Der «Pirelli 39» mit Wald-Turm, von Diller Scofidio + Renfro und Stefano Boeri Architetti. Fotos: Visualisierung Aether Images

«Bepflanzte Fassaden sind nicht nachhaltig»

Welche Vor- und Nachteile bepflanzte Fassaden haben, möchte die «NZZ» heute wissen. Ausserdem in der Presse: Das Basler ‹Ritalo› wird erneuert und das ‹Standard Hotel› in Hollywood ist am Ende.

Da eine grüne Umgebung nachweislich eine angenehme und gesundheitsfördernde Umgebung schaffe, «warum dann nicht gleich mehrfach gestapelt, in der Höhe, am besten auch noch vertikal?», fragt sich die «NZZ» heute. Doch Vieles weise darauf hin, dass sich Stadt und Natur nicht so unvermittelt vermählen lassen. Positiv sei bei Fassadenbegrünungen, neben der Hitzeminderung, der ästhetische Aspekt, schreibt die Zeitung. «Der grüne Schleier hüllt Beton, Stahl und Glas in zauberhafte Muster.» Doch so wirksam die grünen Fassaden im Kleinen das Mikroklima regulieren, so bescheiden bis sogar negativ falle die Bilanz fürs Weltklima aus: «Die CO2-Reduktion, die Pflanzen durch Fotosynthese je bewirken könnten, machen die teilweise langen Transportwege der Gräser, Sträucher und Bäume zunichte.» Natürlich darf und soll das grüne Etwas die Sehnsucht nach der weiten Natur stillen, findet die Autorin. «Doch muss die grüne Vernunft auch in der verdichteten Stadt den weiten Horizont behalten.»

Weitere Meldungen:

– Das ‹Rialto› in Basel wird rundherum erneuert. Der rund 90 Jahre alte Gebäudekomplex mit Hallenbad, Restaurant und Sälen erhalte dabei zusätzlich acht neue Wohnungen, berichtet die «Basler Zeitung».

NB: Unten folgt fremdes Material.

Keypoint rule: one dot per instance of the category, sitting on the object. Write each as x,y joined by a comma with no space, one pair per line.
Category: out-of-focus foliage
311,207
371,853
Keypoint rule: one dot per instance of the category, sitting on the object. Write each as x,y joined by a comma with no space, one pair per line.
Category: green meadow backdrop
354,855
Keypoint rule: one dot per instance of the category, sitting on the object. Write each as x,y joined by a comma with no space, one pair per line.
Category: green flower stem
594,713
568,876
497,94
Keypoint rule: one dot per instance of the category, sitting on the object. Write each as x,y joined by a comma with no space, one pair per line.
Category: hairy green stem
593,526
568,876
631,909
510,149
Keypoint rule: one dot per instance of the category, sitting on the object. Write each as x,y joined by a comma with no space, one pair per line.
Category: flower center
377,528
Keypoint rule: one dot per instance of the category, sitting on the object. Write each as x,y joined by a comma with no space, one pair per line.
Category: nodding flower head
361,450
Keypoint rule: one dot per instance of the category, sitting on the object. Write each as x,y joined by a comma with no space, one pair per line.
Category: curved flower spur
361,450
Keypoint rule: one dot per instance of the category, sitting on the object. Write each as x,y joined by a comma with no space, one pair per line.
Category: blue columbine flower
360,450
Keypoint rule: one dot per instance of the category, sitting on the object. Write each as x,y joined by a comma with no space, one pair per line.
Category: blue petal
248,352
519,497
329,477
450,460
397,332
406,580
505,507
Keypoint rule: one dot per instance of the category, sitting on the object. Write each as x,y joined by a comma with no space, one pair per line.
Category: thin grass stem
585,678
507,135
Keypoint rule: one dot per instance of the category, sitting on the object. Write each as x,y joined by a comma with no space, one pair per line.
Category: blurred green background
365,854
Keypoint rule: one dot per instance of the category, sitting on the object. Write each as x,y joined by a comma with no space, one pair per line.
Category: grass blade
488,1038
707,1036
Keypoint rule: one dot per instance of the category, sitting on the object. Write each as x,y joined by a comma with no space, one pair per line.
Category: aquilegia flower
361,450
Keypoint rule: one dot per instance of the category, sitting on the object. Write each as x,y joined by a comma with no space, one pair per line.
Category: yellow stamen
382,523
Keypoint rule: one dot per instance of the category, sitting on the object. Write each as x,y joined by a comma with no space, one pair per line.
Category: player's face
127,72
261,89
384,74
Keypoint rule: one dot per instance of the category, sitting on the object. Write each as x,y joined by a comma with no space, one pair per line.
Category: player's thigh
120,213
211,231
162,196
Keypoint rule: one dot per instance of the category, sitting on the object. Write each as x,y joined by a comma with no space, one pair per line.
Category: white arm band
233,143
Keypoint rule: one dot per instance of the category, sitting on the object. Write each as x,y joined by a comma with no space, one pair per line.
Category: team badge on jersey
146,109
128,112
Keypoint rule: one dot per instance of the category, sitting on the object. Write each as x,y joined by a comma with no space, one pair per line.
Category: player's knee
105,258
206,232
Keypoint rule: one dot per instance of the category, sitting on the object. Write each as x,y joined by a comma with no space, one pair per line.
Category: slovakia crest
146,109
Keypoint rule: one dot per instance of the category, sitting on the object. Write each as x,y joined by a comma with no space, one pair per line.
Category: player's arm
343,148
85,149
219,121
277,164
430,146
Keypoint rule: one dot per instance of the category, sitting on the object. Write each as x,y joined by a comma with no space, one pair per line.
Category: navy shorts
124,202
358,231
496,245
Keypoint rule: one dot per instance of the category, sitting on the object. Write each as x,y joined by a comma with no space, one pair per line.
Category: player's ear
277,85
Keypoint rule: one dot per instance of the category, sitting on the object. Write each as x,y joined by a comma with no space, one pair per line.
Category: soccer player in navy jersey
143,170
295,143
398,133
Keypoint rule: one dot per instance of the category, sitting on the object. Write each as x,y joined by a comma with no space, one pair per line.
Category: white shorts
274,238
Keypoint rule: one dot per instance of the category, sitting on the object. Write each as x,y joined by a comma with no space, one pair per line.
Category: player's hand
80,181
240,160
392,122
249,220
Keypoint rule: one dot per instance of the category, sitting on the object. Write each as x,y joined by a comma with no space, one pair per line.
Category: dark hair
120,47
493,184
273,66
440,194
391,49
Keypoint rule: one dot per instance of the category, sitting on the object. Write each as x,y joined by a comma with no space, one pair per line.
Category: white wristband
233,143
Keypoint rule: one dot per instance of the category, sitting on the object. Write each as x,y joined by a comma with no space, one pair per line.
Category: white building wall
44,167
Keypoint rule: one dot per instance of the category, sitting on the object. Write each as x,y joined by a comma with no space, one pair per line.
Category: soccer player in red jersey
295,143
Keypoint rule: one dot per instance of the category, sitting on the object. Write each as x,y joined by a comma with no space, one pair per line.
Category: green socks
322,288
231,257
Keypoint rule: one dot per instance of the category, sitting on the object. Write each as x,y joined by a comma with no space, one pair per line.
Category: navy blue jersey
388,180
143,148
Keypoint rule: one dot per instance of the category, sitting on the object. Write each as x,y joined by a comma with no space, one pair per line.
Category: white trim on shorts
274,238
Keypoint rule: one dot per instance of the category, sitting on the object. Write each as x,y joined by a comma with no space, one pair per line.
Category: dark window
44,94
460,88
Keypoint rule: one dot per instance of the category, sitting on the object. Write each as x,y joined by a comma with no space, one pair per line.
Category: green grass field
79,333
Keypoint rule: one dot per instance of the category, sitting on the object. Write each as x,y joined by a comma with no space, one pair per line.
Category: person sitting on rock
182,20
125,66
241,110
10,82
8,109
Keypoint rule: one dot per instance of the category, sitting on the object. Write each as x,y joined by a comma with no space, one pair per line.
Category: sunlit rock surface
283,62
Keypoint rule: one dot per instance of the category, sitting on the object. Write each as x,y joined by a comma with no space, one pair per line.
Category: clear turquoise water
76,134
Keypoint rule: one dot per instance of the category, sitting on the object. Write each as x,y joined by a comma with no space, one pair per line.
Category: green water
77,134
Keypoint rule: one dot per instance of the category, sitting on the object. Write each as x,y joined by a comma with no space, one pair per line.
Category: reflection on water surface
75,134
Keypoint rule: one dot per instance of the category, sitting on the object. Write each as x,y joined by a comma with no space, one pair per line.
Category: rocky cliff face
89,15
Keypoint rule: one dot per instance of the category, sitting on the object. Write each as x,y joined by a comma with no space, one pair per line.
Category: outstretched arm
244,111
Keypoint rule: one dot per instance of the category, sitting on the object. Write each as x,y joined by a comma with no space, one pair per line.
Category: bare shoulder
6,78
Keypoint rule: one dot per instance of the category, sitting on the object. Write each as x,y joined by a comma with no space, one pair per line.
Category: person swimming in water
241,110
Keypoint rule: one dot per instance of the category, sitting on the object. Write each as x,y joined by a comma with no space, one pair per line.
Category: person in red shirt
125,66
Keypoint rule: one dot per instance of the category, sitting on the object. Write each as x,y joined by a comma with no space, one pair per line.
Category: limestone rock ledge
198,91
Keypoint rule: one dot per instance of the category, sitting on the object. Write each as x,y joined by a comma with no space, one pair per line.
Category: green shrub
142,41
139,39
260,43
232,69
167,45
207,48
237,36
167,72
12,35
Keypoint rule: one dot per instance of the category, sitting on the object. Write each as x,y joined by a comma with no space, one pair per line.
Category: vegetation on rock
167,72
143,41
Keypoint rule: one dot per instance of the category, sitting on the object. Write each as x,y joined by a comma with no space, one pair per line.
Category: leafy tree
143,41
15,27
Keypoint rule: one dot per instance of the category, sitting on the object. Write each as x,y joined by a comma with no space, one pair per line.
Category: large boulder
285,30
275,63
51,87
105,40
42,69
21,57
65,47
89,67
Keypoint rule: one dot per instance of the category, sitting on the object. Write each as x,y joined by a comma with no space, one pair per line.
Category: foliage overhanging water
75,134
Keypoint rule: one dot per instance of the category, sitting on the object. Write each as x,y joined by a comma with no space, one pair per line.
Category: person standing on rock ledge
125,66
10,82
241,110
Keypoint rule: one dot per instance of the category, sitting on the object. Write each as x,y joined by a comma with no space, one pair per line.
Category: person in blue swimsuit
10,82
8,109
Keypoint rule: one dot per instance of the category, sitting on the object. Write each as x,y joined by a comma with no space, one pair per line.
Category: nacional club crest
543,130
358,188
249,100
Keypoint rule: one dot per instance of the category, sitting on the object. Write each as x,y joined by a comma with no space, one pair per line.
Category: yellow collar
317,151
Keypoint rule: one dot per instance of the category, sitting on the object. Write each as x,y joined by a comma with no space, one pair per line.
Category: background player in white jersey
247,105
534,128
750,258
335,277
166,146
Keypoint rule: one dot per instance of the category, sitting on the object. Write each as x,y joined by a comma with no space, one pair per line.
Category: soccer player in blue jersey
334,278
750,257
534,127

– «Das ‹Standard Hotel› in West Hollywood ist am Ende.», schreibt der «Tages-Anzeiger» heute. Damit sterbe ein Stück Architekturgeschichte.

– «Er hat den Kunstbuchmarkt revolutioniert»: Benedikt Taschen mache aus Büchern Objekte. Das «St. Galler Tagblatt» berichtet.